Christian hope has the courage to work for the Biblical vision of justice, healing and liberation, trusting that such working is a testimony, a witness to the Light: The light that came through Jesus to teach us that God loves us and God is with us and God will never leave us and never forsake us;  The Light that reveals God will stay by our side and resurrect all of our sorrow into joy, our despair into hope and our deaths into life.

Tom Long tells a story about rabbi Hugo Grynn who was sent to Aushwitz as a little boy.  In the concentration camp, in the midst of death and immense suffering, many Jews held on to whatever shreds of religious observance they could without drawing the attention of the guards.  One cold winter’s evening, Hugo’s father gathered the family in the barracks.  It was the first night of Chanukah, the Feast of Lights.  The young child watched in horror as his father took the family’s last stick of butter and made a makeshift candle using a string from his ragged clothes.  He then took a match and lit the candle.

“Father, no!” Hugo cried.  “That butter is our last bit of food!  How will we survive?”

“We can live for many days without food,” his father said. “But we cannot live a single minute without hope.  This is the fire of hope.  Never let it go out.   Not here.  Not anywhere.”

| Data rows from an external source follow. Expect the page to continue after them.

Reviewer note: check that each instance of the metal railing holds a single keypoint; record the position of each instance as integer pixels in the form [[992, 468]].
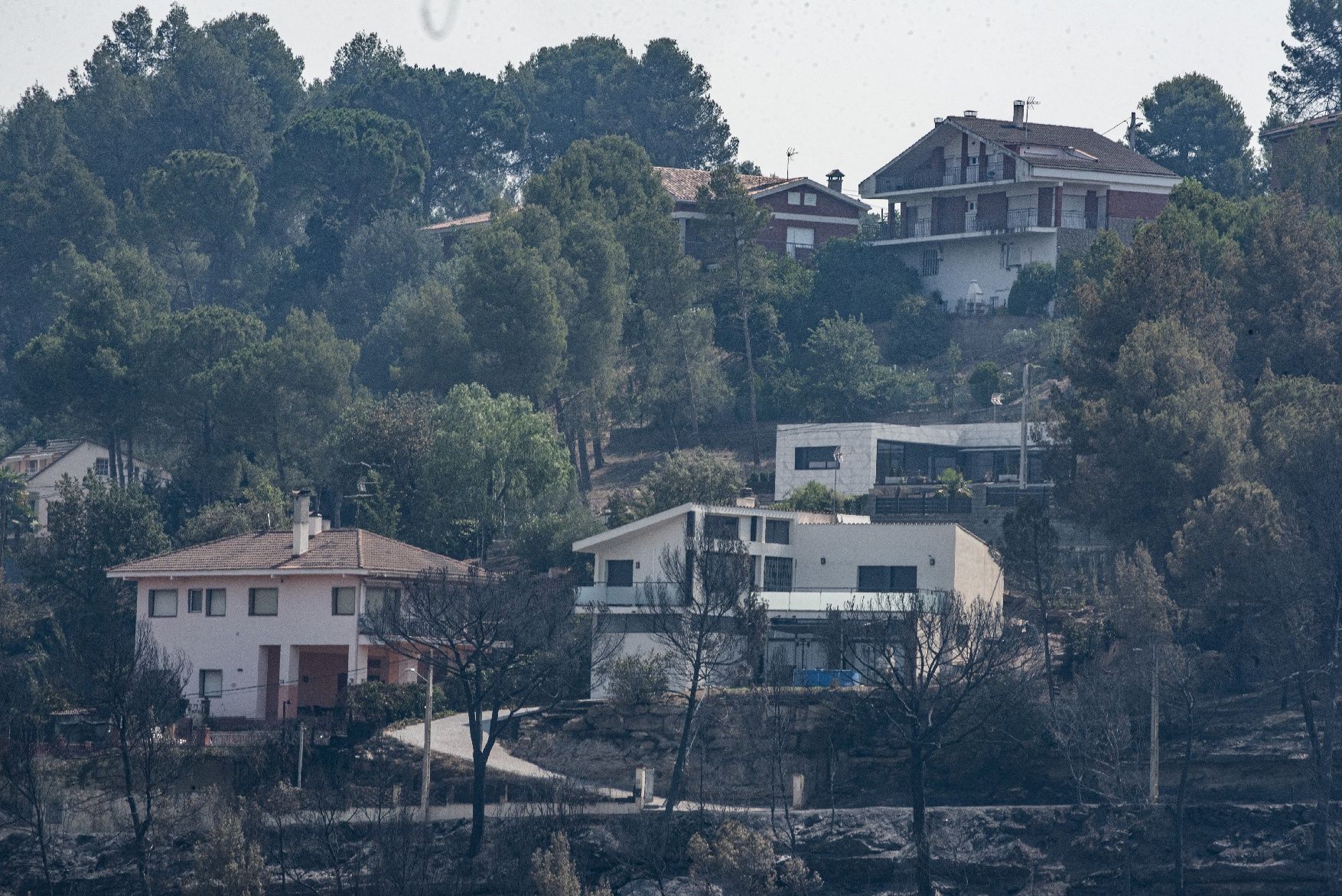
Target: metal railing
[[1080, 220], [922, 505], [1015, 495], [796, 600], [1020, 219]]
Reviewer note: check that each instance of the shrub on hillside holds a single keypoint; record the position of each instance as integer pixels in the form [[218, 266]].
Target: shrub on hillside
[[984, 381], [1035, 288], [692, 475], [639, 680], [379, 703]]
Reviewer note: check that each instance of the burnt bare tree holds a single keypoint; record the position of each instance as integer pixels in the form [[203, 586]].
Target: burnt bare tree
[[705, 616], [503, 641], [27, 784], [138, 687], [1030, 557], [932, 660]]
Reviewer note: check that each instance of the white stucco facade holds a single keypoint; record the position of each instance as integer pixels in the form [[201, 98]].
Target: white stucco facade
[[829, 564], [859, 471], [270, 667], [46, 464]]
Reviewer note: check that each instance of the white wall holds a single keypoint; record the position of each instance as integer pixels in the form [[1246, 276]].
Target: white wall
[[966, 259], [858, 468], [233, 643]]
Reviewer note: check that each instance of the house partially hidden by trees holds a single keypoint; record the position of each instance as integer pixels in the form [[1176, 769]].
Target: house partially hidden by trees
[[272, 623], [799, 569], [44, 464], [975, 200], [804, 213]]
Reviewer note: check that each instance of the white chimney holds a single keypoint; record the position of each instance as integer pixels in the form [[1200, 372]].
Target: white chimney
[[301, 507]]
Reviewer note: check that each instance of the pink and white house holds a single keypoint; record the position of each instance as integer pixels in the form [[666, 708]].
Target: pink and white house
[[977, 199], [270, 623]]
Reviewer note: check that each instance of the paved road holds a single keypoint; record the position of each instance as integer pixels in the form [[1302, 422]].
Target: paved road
[[451, 737]]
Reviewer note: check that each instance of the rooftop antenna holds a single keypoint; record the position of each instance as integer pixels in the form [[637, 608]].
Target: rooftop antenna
[[1030, 103]]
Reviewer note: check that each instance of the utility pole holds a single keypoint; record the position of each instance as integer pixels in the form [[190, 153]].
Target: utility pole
[[302, 737], [428, 728], [1024, 425], [1155, 787]]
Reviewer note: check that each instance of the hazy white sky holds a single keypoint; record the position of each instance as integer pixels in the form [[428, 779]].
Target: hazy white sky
[[845, 82]]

It is Christmas Eve.  These days are darker, both literally and figuratively.  We are surrounded by never-ending questions of pain and sadness—a world groaning for salvation. Tonight we light our candles, hear the Christmas story and say our prayers, and wait for the coming Christ.  We wait for the Light that will never go out.

We are not being merely optimistic.  But in Christ, we possess an abundance of faith, trust and confidence that God is Emmanuel, God with us and God for us, and the day is coming when God’s Light will come and rid this world of darkness forever bringing forth a new and glorious creation!